Synopses & Reviews
Aphra Behn was among the wittiest and most prolific playwrights of her day
The Rover is the most popular of Behn's plays, a comedy set in a 17th century Spanish colony during carnival time. Scenes of infidelity, elopement and seduction are juxtaposed with images of elaborate sword play creating a mood of frantic, endless celebration.
In The Rover, Behn recreates a male-dominated society but responds with clear-sighted and sympathetic portrayal of the female predicament. The female voice gave the play a distinctiveness in its time and portrays "the fine line drawn and doodled around between the brutality of rape and the art of seduction" (Michael Coveney, Financial Times).

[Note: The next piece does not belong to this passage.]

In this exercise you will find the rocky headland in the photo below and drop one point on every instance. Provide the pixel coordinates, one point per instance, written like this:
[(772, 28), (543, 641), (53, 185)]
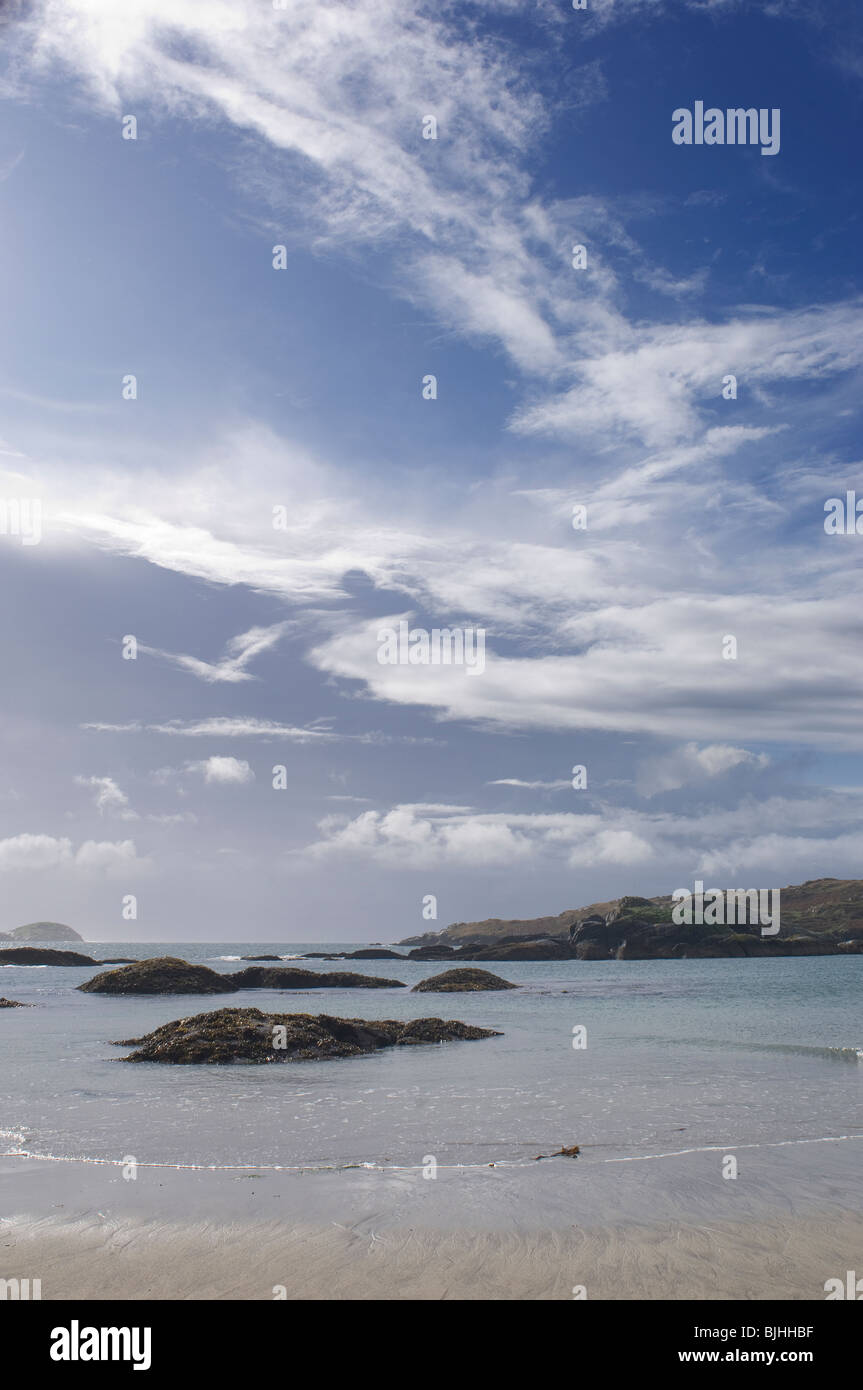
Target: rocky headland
[(823, 916)]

The Rover was revived by the RSC in 1986, directed by John Barton with Jeremy Sams and Imogen Stubbs in the lead roles. This volume contains expert notes on the author's life and work, historical and political background to the play and a glossary of difficult words and phrases.
"Masterpieces are not single and solitary births; they are the outcome of many years of thinking in common…All women together ought to let flowers fall upon the tomb of Aphra Behn." (Virginia Woolf on Aphra Behn)
This work is the best known and most frequently performed play by the 17th-century poet, novelist and playwright, Aphra Behn, and is set in a 17th-century Spanish colony during carnival time. Three sisters, dissatisfied with their destinies, wander in search of tolerable husbands.